On December 27 Necker's scheme was adopted by the Council. There was some division of opinion; but the king overruled it, and the queen, who was present, showed, without speaking, that she was there to support the measure. By this momentous act Lewis XVI., without being conscious of its significance, went over to the democracy. He said, in plain terms, to the French people: "Afford me the aid I require, so far as we have a common interest, and for that definite and appropriated assistance you shall have a princely reward.
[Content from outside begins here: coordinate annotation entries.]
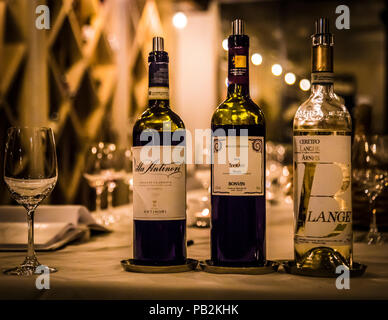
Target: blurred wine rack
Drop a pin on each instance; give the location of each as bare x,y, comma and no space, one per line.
68,77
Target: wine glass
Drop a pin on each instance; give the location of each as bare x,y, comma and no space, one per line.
370,162
30,173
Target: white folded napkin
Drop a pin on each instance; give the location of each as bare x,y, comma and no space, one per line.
54,226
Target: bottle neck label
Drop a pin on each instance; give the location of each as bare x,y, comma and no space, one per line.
322,78
158,81
238,71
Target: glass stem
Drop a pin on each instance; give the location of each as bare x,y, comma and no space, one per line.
373,224
110,199
31,250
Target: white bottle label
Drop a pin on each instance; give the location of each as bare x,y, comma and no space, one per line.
238,166
159,183
323,189
158,93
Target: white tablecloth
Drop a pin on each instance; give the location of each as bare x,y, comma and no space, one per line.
92,270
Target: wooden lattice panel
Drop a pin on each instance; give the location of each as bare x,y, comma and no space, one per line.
79,76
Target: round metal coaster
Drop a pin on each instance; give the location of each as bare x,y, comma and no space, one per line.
130,266
269,267
290,267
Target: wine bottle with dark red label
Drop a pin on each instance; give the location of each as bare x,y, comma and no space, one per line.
159,173
238,166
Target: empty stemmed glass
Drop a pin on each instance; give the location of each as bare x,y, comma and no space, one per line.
30,173
370,163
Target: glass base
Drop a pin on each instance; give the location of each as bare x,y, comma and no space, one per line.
28,268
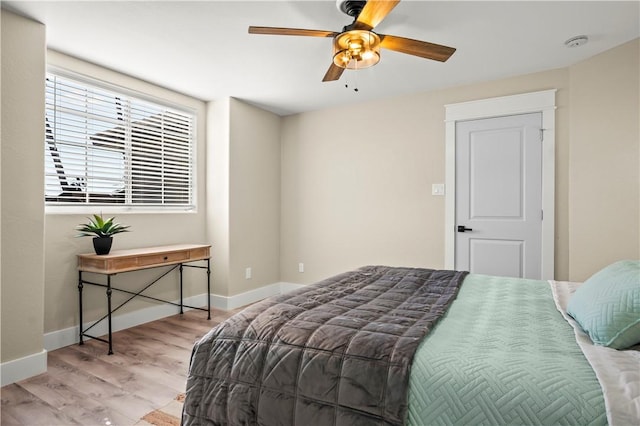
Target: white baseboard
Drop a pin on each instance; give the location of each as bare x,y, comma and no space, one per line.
31,365
23,368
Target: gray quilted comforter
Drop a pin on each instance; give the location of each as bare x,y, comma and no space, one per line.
337,353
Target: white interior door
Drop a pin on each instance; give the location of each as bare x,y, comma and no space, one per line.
499,196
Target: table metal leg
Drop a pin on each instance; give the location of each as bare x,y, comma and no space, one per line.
80,285
181,302
109,311
209,288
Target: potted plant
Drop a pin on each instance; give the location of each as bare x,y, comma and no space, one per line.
102,232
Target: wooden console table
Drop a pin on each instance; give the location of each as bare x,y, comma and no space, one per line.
120,261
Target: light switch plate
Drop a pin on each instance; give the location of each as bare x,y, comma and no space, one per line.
437,189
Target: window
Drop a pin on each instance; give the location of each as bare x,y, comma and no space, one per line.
104,146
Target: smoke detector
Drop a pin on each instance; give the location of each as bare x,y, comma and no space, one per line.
576,41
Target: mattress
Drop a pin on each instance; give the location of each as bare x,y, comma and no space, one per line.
503,354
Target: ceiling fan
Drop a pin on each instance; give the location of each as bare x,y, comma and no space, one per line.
357,46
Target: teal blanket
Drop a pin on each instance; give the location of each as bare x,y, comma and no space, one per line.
503,355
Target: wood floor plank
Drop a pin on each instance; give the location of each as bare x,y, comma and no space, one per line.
72,403
28,409
85,386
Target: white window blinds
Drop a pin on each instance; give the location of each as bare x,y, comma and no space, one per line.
104,147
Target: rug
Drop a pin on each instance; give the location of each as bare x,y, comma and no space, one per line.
169,415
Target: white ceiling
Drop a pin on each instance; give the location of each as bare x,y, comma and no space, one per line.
203,49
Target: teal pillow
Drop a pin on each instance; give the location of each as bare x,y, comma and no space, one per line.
607,305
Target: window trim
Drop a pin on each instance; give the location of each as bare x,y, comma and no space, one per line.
113,208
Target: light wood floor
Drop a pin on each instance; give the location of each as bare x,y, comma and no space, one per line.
83,385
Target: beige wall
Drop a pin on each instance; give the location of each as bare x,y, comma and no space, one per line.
604,215
356,181
254,200
23,67
244,195
362,195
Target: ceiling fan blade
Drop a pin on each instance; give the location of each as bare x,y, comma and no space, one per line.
373,13
333,73
291,31
437,52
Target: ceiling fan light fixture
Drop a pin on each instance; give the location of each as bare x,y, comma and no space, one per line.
356,49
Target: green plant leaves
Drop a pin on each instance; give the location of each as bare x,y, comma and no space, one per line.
98,226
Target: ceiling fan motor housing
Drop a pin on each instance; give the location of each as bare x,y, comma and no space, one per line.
351,7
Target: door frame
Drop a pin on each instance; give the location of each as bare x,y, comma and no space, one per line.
542,101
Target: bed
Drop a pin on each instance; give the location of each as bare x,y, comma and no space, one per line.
388,346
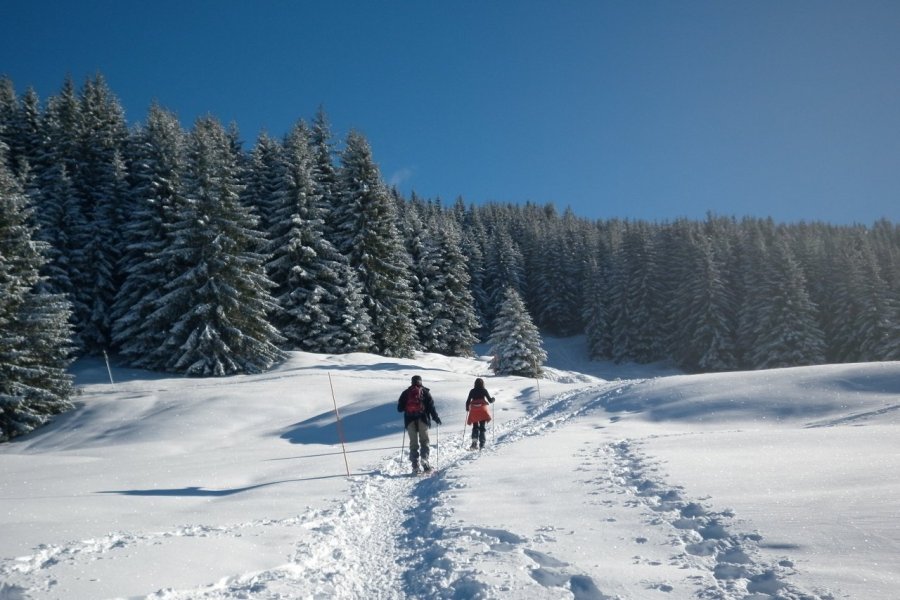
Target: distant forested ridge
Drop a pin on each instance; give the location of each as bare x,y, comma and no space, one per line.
184,251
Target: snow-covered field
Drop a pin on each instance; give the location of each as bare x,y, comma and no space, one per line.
602,481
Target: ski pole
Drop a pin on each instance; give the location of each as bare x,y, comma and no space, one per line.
465,422
402,443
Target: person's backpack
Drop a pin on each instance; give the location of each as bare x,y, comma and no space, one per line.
415,405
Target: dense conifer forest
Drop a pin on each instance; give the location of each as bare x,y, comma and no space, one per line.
185,251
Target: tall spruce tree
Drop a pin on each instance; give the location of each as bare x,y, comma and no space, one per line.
786,333
215,307
156,155
99,180
450,322
704,311
365,229
34,330
635,319
320,303
516,343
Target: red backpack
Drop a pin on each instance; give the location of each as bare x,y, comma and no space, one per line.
414,402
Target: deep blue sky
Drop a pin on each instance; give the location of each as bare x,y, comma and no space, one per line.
630,109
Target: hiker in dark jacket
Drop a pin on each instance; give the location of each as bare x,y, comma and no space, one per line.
417,407
478,413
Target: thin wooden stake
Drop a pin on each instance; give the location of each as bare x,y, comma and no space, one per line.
108,370
340,426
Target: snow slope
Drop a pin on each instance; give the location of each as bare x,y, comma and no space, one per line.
601,481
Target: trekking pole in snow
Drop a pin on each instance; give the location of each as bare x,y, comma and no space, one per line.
493,420
340,426
466,422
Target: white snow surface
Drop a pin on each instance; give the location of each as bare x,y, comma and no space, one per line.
601,481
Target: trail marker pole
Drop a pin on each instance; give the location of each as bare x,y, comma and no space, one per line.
340,426
108,370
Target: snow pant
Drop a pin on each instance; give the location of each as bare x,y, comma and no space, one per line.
418,441
478,433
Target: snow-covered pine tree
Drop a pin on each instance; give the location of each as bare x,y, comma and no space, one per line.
25,133
635,298
450,322
9,109
868,328
155,159
516,343
324,171
415,235
596,312
703,323
215,308
99,179
264,181
320,303
786,333
504,268
473,245
365,229
34,332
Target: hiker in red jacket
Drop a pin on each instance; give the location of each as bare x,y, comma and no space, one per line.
417,407
477,409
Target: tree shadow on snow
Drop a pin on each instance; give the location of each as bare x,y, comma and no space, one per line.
201,492
372,423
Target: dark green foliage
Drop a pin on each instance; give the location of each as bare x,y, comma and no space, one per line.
35,336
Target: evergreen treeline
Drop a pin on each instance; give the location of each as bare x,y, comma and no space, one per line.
182,251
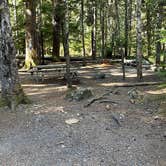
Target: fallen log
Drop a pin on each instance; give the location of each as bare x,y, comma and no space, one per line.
93,100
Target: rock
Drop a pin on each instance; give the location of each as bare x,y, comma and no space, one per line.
79,94
99,76
135,95
71,121
164,134
156,117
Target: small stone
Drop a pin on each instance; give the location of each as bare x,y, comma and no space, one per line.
108,107
71,121
164,134
156,117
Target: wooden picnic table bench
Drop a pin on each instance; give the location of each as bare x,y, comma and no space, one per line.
58,70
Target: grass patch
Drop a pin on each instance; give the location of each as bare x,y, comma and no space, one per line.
162,74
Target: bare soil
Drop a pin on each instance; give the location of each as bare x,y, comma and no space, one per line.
116,133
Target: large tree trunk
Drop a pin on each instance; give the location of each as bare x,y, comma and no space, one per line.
148,26
56,29
11,93
82,31
93,31
65,33
31,59
158,37
126,28
139,40
102,23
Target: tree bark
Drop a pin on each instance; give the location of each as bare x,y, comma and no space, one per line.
82,31
11,93
65,32
93,31
158,37
56,29
139,40
126,28
148,26
31,59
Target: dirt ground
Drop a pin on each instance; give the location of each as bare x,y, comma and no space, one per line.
113,133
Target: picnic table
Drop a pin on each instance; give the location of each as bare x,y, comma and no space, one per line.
59,70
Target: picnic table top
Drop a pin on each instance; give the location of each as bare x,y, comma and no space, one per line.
52,66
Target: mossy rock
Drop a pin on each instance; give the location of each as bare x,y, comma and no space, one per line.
78,94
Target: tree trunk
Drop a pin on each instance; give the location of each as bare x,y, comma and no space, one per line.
130,27
117,27
93,31
82,31
12,93
31,58
139,40
158,37
102,21
126,28
56,29
65,32
148,26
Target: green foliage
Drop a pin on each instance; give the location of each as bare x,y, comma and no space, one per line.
112,40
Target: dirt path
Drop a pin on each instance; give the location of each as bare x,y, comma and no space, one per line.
37,135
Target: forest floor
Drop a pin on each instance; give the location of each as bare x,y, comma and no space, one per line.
120,132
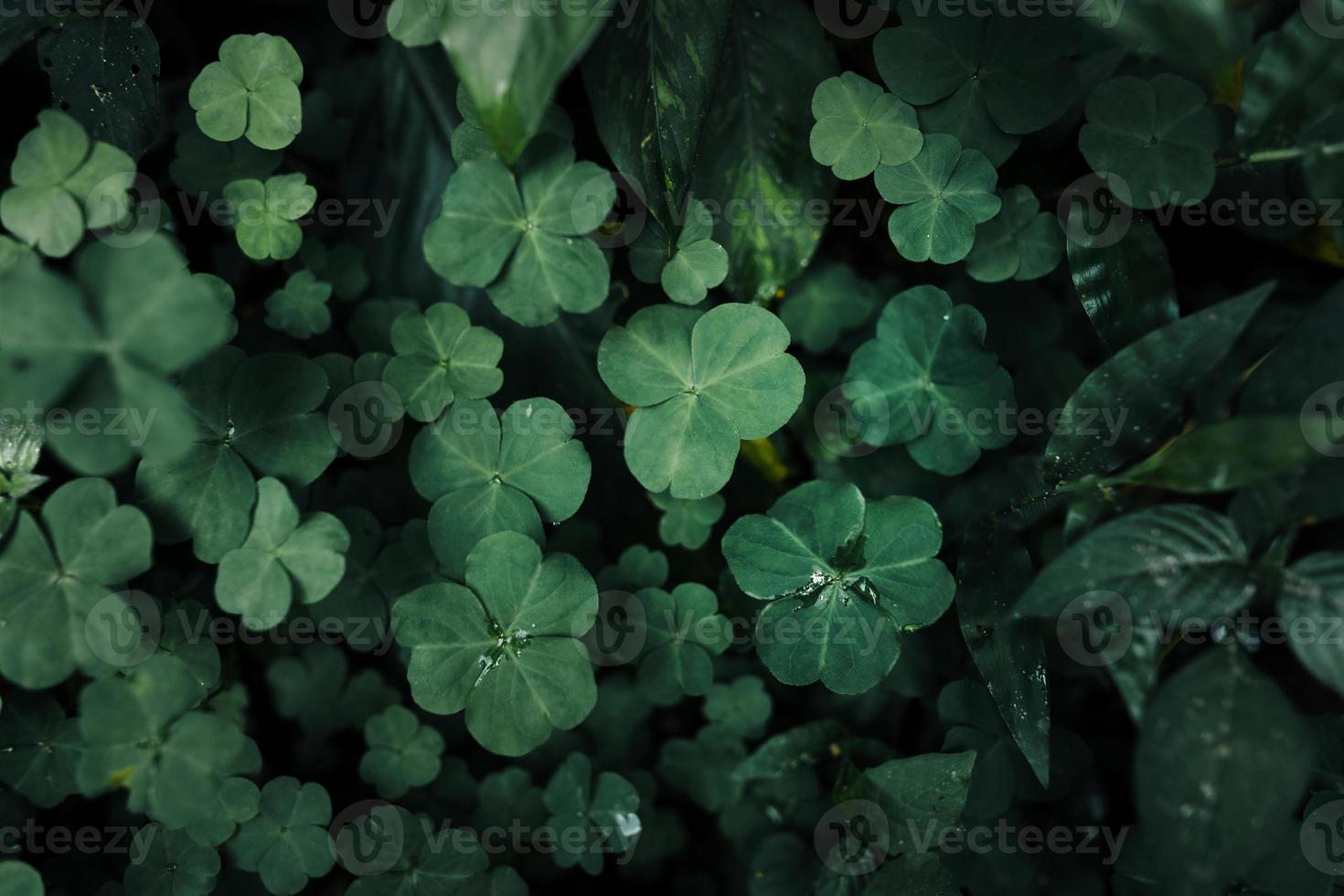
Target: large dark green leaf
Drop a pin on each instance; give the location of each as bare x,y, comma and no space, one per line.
1125,288
758,168
105,73
1221,758
1124,404
651,82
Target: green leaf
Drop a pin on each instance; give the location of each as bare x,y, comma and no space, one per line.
171,864
651,82
943,194
683,630
859,125
488,473
1224,455
758,165
253,91
511,63
1167,563
523,237
1123,407
441,357
1158,136
1020,242
934,384
253,415
503,647
63,183
402,753
992,571
1313,592
843,579
285,558
984,80
103,70
603,807
921,795
39,749
263,214
826,303
687,523
143,735
58,607
1126,286
1221,755
300,306
702,383
286,842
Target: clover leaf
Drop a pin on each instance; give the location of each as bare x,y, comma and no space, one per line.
402,753
1020,242
826,303
57,610
606,810
171,864
253,91
263,214
700,383
741,706
488,473
106,344
503,647
683,632
253,415
943,192
932,382
285,558
522,235
687,523
142,733
39,749
859,126
441,357
300,306
984,80
286,842
844,578
63,183
1158,136
698,263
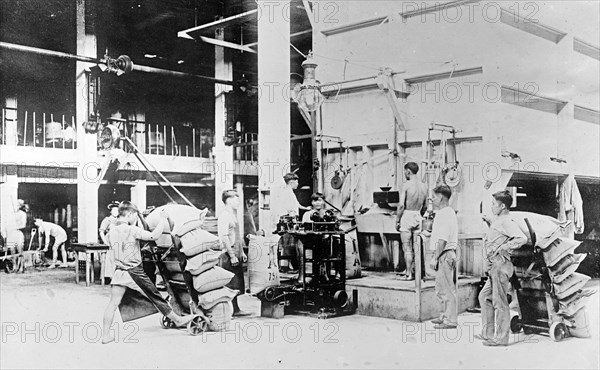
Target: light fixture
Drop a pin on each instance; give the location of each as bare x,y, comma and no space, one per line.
308,94
119,66
109,138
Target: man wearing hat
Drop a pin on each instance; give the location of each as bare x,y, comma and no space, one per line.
105,226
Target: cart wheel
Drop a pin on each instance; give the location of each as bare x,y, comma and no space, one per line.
10,266
558,331
515,324
197,326
166,323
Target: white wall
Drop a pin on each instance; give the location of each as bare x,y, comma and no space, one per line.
509,56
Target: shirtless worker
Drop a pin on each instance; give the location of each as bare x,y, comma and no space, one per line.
413,199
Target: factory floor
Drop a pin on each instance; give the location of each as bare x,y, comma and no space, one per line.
50,322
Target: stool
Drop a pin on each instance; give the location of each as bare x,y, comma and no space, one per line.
89,250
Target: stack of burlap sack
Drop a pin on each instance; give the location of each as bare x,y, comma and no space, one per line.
203,251
562,262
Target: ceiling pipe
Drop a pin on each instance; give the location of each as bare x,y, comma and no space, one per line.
81,58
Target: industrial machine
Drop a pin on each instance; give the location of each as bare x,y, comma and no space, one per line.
321,287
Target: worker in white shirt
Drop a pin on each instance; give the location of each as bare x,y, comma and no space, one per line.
444,238
60,238
287,204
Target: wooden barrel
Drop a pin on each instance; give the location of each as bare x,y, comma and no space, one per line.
210,225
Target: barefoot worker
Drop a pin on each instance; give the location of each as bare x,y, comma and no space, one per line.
413,198
129,274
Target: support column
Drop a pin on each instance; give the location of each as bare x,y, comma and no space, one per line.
87,160
10,121
8,199
273,107
223,155
138,194
239,188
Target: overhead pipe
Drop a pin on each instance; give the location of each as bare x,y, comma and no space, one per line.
81,58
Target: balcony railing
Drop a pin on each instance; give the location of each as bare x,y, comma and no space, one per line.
34,129
247,148
168,140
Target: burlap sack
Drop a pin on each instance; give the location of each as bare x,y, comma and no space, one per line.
546,228
220,316
198,241
566,266
212,279
263,270
559,249
581,324
570,285
203,261
178,214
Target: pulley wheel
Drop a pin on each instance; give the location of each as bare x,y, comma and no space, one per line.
336,182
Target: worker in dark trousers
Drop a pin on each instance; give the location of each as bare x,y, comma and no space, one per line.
444,237
503,236
124,238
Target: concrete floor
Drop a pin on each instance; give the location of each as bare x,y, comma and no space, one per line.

For you shall at once have a constitution of your own making, which shall limit the power of the Crown, leaving untouched the power and the dignity and the property of the upper classes, beyond what is involved in an equal share of taxation." But in effect he said; "Let us combine to deprive the aristocracy of those privileges which are injurious to the Crown, whilst we retain those which are offensive only to the people." It was a tacit compact, of which the terms and limits were not defined; and where one thought of immunities, the other was thinking of oppression. The organisation of society required to be altered and remodelled from end to end to sustain a constitution founded on the principle of liberty. It was no arduous problem to adjust relations between the people and the king. The deeper question was between the people and the aristocracy. Behind a political reform there was a social revolution, for the only liberty that could avail was liberty founded on equality. Malouet, who was at this moment Necker's best adviser, said to him: "You have made the Commons equal in influence to the other orders. Another revolution has to follow, and it is for you to accomplish it – the levelling of onerous privilege." Necker had no ambition of the kind, and he distinctly guarded privilege in all matters but taxation.